Mr. Bauer argued that he had been entrapped, both at trial and on appeal. Both the jury and the appellate court rejected this argument. On appeal, Mr. Bauer also argued that Paul’s operation of the thrift store as a ruse by which to conduct a drug emporium was so outrageous so to violate due process. This is an argument that recently got some favorable play recently (and from the same appellate judge writing here) in the investigation of prostitution. Here, though, the appellate court declines to entertain the issue because it had not been presented to the trial court.
Mr. Bauer made numerous prosecutorial misconduct arguments to the appellate court. Among them, he complained that this statement, in italics, was improper:
That’s not entrapment. That’s exactly what happens in each and every undercover case. That’s what Special Agent Woolever had been doing for 17 years. If it wasn’t allowed, he and a lot of other people would be out of jobs and drug dealers would have free [rein].

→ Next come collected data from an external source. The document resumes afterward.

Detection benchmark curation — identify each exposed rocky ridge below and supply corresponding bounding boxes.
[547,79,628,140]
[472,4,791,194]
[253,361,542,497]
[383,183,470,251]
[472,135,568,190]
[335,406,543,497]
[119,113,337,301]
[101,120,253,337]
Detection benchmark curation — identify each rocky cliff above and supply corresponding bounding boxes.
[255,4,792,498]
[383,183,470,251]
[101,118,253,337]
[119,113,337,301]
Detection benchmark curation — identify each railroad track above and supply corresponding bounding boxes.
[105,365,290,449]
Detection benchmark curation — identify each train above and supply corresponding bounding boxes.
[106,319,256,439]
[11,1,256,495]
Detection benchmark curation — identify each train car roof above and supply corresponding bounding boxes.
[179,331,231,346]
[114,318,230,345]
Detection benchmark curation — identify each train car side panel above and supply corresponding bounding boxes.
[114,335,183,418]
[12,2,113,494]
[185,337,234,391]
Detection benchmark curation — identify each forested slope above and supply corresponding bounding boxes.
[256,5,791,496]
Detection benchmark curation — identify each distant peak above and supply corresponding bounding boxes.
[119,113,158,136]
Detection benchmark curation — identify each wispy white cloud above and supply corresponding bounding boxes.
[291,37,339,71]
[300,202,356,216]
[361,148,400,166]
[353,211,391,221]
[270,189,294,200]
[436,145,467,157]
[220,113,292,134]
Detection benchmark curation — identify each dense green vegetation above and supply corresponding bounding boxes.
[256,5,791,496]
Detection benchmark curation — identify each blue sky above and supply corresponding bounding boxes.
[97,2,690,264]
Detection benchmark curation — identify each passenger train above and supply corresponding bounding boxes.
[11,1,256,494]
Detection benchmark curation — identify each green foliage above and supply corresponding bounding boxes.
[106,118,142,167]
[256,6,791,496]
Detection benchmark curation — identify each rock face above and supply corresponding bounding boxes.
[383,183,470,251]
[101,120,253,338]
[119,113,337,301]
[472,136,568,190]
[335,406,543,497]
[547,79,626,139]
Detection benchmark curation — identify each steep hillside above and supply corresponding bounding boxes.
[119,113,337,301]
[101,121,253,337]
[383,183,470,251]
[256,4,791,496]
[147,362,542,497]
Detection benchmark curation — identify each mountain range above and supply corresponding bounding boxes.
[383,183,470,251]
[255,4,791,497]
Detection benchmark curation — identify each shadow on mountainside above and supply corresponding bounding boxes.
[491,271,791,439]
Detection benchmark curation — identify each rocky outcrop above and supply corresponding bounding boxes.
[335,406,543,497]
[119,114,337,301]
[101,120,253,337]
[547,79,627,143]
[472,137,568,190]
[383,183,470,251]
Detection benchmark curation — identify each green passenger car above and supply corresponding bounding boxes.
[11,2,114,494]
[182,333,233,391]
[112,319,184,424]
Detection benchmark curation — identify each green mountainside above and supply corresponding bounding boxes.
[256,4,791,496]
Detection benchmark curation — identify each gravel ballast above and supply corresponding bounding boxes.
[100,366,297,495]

The appellate court agreed that the statement was improper, but because there was no objection to it under plain error there was no prejudice. Mr. Bauer also complained of two instances in which the prosecutor injected her own opinion of how videos of the thrift store sales demonstrated Mr. Bauer’s guilt:
[L]ook at the defendant’s demeanor in the videos of these transactions. He doesn’t look a bit uncomfortable. It’s very relaxed and laid back, despite his testimony that he was weary. He was uneasy. That’s what he told you yesterday. I don’t know about you, but if I’m uneasy, I avoid the situation. I don’t go back voluntarily on several occasions.
…
Is it reasonable to believe that the defendant went and told Special Agent Newhouse, after he was arrested on October 23rd, 2006 that he thought he had been set up? I listened to hundreds of statements. . . . Most people who believe they’ve been set up are very eager to tell the police that they think they’ve been set up. They don’t wait to be asked, and officers don’t generally ask people “oh, by the way, do you think you were set up on this deal?”

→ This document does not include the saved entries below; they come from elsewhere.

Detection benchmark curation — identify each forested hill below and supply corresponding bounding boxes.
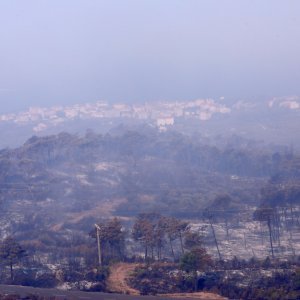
[0,127,300,226]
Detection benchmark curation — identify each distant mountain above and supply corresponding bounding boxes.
[0,96,300,148]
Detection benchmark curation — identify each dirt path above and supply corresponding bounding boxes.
[159,292,227,300]
[107,263,140,295]
[107,263,227,300]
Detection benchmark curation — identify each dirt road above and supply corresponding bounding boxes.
[107,263,226,300]
[107,263,140,295]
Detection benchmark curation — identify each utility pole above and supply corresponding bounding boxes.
[95,224,102,267]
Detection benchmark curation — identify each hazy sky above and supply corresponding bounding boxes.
[0,0,300,112]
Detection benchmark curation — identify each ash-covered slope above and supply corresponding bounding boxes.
[0,127,296,239]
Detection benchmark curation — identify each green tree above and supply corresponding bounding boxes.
[179,247,212,291]
[0,237,26,281]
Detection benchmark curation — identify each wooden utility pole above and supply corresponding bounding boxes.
[95,224,102,267]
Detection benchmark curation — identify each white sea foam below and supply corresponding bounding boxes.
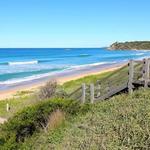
[71,61,116,69]
[0,62,116,85]
[0,73,54,85]
[8,60,38,66]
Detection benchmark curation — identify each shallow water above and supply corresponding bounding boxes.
[0,48,150,86]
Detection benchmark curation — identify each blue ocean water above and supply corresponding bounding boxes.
[0,48,150,85]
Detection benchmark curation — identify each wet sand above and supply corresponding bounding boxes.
[0,63,125,100]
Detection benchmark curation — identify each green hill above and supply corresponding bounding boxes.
[109,41,150,50]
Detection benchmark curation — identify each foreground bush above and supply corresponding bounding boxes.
[38,81,57,100]
[0,99,88,149]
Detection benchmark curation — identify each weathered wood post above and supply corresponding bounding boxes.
[144,59,150,88]
[97,83,101,97]
[90,83,94,104]
[128,60,134,94]
[6,103,10,112]
[81,83,86,103]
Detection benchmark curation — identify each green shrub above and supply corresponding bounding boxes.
[0,99,88,149]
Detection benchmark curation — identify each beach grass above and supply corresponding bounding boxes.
[20,89,150,150]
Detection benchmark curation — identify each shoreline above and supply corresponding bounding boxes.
[0,63,126,100]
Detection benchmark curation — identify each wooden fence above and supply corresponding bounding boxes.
[69,58,150,103]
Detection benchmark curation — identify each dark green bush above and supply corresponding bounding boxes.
[0,99,89,149]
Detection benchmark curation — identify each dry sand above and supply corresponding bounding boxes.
[0,65,122,100]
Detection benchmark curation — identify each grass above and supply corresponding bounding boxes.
[0,91,36,118]
[20,89,150,150]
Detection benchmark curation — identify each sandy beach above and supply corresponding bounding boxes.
[0,64,124,100]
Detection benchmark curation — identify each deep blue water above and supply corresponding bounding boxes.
[0,48,150,85]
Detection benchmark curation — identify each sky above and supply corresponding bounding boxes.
[0,0,150,48]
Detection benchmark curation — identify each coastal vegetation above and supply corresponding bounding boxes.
[109,41,150,50]
[0,66,150,150]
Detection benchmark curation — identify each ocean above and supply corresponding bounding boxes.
[0,48,150,89]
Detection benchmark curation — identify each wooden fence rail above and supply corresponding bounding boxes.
[69,58,150,103]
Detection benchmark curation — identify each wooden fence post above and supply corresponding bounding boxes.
[97,83,101,97]
[144,59,150,88]
[128,60,134,94]
[90,84,94,104]
[6,103,10,112]
[81,83,86,103]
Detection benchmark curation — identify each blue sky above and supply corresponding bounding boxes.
[0,0,150,47]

Although the portions in italics were plainly erroneous, again, the appellate court concluded that there was no prejudice to Mr. Bauer. Finally, the appellate court found plain error in two instances of the prosecutor’s closing argument when she asked the jurors to use answers that they had supplied during voir dire to determine Mr. Bauer’s credibility.
Lastly, Mr. Bauer complained about the sentence for both the sale of ecstasy and sale of ecstasy without a tax stamp. The appellate court first concludes that both of these offenses are intentional offenses and so the test whether they arise out of a single behavioral incident is whether the conduct “(1) shares a unity of time and place and (2) was motivated by an effort to obtain a single criminal objective. State v. Williams, 608 N.W.2d 837, 841 (Minn. 2000); State v. Soto, 562 N.W.2d 299, 304 (Minn. 1997).” The appellate court concludes that the two offenses share a unity of time but they had different motives – selling drugs and evading taxes - so the two sentences are okay.